Definitely some kind of audio-like quality. Unless I'm thinking about
something that's inherently visual, like colors. I frequently have a
musical soundtrack running in the background, which doesn't necessarily
have anything to do with what I'm thinking about. It doesn't sound like
actual music -- it doesn't have any actual perception of sound with it,
or even the kind of sensation of hearing sounds in a dream, but it does
have the same qualities of actual music -- the pitch, timbre, and
timing. I guess it's kind of an abstraction of the distilled sonic
properties of sounds -- while writing this I have the same internal
sensation as if I heard the words "abstraction" and "distilled", but
without any illusion of actually hearing anything. Although conscious
thought usually comes in the form of words, I do occasionally have
thoughts that I can't think of the word to express.
So how is it like audio? I guess most obviously it has a serial quality
to it, with words or more abstract ideas strung together one at a time.
The more abstract ideas can trigger various word responses, but not more
than one at the same time in the same train of thought. I get the
impression that more than one train of thought might be going on at a
time, but each one runs more or less in a linear fashion. I can picture
things in two dimensions, but that's more along the lines of
"imagination" than "thought". I'm not good at visualizing more than two
dimensions.
It could be that the words are just the aspects of thought that I'm most
aware of.
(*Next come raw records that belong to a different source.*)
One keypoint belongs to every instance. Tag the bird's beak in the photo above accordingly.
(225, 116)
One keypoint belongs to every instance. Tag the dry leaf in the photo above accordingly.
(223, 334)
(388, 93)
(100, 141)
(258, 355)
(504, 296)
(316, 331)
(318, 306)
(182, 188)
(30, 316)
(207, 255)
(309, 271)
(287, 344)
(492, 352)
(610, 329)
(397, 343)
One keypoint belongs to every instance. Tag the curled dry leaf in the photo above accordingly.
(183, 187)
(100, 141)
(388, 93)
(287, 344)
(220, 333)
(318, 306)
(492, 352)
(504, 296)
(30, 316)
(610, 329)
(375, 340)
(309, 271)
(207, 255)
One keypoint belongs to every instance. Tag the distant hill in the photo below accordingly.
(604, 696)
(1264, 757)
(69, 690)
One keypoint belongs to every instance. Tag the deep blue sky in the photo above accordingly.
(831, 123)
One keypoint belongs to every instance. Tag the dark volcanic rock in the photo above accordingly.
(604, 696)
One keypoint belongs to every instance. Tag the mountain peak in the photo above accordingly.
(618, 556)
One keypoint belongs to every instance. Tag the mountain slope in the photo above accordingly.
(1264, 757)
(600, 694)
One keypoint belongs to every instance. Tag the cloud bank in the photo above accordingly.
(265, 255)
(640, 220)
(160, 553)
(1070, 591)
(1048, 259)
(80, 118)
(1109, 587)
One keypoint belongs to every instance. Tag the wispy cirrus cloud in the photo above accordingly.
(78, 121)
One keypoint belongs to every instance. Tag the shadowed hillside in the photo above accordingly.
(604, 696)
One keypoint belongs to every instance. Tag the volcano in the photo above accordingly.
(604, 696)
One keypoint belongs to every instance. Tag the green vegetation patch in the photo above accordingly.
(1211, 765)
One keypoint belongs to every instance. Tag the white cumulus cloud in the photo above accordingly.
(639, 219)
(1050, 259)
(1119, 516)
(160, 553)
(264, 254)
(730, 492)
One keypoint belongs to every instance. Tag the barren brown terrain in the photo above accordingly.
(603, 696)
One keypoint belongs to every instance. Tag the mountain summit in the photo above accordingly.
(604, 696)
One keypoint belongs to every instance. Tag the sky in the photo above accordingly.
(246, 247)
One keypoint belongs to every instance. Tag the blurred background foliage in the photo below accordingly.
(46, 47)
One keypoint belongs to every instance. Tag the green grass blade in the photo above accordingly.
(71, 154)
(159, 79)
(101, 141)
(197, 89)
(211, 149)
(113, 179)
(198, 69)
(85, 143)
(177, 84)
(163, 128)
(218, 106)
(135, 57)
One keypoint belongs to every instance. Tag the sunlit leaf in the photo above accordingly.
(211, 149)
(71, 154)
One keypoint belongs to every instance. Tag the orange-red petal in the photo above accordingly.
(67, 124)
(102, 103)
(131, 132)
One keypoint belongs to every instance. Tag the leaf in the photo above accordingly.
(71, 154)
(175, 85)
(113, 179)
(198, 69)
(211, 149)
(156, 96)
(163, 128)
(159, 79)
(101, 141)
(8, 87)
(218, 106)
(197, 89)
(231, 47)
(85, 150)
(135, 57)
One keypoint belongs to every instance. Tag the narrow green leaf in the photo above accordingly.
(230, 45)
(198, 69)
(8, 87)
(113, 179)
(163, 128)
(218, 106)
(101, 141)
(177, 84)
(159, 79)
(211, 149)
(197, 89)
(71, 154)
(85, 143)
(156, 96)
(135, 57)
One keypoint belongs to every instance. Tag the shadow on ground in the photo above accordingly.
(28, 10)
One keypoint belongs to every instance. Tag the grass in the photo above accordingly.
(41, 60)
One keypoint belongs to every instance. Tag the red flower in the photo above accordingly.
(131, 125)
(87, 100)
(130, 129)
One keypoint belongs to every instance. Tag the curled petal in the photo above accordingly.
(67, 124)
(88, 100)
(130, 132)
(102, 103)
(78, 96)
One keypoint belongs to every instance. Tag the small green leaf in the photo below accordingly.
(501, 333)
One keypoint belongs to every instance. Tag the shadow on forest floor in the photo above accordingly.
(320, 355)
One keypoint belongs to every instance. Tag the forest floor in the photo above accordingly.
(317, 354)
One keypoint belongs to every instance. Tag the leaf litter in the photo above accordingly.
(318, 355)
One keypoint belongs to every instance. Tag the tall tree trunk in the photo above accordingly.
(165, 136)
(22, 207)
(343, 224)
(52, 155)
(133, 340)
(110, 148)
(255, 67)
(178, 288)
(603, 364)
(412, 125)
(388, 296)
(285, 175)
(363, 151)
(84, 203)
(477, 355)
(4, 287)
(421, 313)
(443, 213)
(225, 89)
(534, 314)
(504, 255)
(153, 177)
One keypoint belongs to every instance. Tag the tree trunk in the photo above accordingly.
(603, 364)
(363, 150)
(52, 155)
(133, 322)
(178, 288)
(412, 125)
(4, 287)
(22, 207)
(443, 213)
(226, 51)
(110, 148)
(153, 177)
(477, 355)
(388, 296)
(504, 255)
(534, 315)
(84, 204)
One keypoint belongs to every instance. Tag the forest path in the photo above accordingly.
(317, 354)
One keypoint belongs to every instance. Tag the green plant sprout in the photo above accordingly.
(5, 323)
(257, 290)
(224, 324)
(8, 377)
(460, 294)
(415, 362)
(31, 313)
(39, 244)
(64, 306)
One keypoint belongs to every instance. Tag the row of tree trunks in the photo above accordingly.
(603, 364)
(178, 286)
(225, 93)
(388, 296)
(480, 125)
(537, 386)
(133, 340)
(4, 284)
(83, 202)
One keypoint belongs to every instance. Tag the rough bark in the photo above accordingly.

And they're not entirely audio-like: if I'm wondering what
time it is, there's no potential confusion between "time" and "thyme".
Even the word "time" in an expression like "how many times do I have to
try this before I get it right?" doesn't seem exactly like the "time" in
"what time is it?", although it's expressed with the same word in
English (possibly an influence from other languages I've learned).